President Auriol then launched into a denunciation of the Germans as strongly nationalistic and revengeful. He explained the history of the 20’s in rather a narrow way and said that the Germans could not be trusted. He said that even the German Socialist Party was strongly nationalistic, particularly Schumacher, and [Page 379] that if we rearm the Germans, they might well bring on war in their desire for a unified Germany.

As David Bruce had warned me this would be his attitude and had suggested that I take the opportunity to discuss the German question with him, I told him that I did not quite agree with his analysis of the 20’s; that there had been mistakes on the part of the Allies. I did believe, however, that the Germans would follow positive action; that with all of the confused pressures on the Germans perhaps the strongest today was the desire to be associated with the West; that if the Western countries brought them into what Churchill called “an honorable association”, this might well become the foundation of German policy. The clear fact was, however, that we had no alternative. We could not suppress the Germans and at the same time present a strong enough front against the Russians. To leave 60 million vigorous people in vacuum was the most dangerous kind of policy. The desire of the Germans for a united Germany will certainly continue, but a close association with the West would provide a basis for controlling their ambitions within the framework of the general Western policy towards Eastern Europe. There would be many other difficulties in the future, such as problems between Poland and Germany. The important thing now was to build a strong unity in the North Atlantic community. If we stuck together, we would then have reasonable hope of working things out. I underlined that the American people would not understand any unreasonable delay in regard to Germany or narrow quibbling over matters which were militarily unsound.

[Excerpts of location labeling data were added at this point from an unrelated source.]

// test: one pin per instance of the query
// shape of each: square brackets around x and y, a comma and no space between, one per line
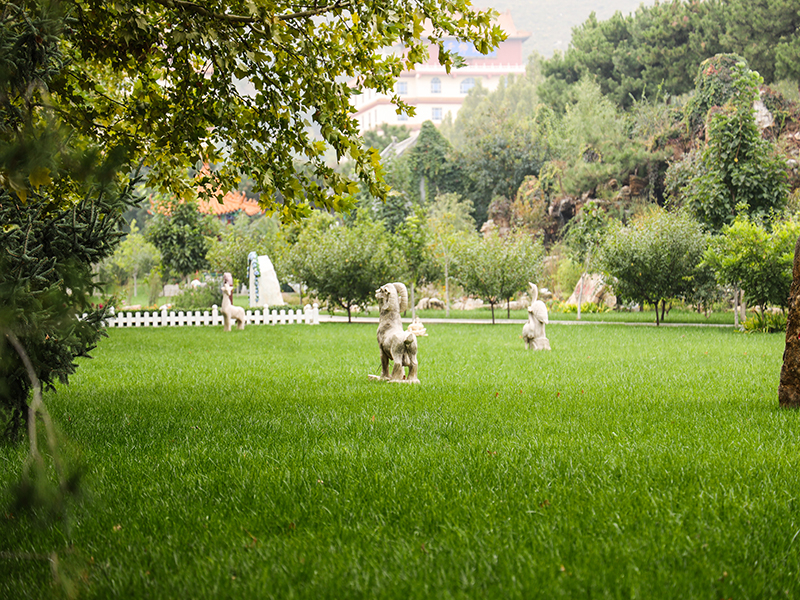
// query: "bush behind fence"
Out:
[170,318]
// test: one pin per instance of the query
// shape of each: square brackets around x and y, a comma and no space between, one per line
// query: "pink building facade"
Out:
[435,93]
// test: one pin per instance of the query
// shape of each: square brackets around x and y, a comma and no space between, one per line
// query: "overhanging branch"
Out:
[246,20]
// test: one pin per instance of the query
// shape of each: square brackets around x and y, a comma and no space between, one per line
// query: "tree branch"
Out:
[245,20]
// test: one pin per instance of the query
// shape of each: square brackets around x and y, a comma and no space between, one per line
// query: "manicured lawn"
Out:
[628,462]
[675,316]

He clearly did not like what I said, so I turned to a question he had asked me the other evening, namely, what the President’s reaction had been to his conference. With the President’s approval, I told him that the President had been much pleased with his personal talks, was interested in the information he had given him and was encouraged by the vigorous manner in which he had described France’s determination to rearm and to defend herself against Soviet aggression. But the President, on his side, hoped that Auriol understood his problems with the Congress and the need for aggressive action on the part of France in rearmament. Auriol said that he respected President Truman greatly for the extraordinarily wise and foresighted steps he had taken. He said that he had known the three great Presidents—Wilson, Roosevelt, and now Truman. Wilson was a wise intellectual, but personally cold. Roosevelt was a man of broad human ideas. President Truman is a man of determination and action. He said that he went home with renewed confidence and would convey that to his people.

W. A. Harriman
  1. A notation on the source text indicates that this conversation with President Auriol, at which Ambassador Bonnet was present most of the time, was held on March 31 at 4 p.m. at the French Embassy.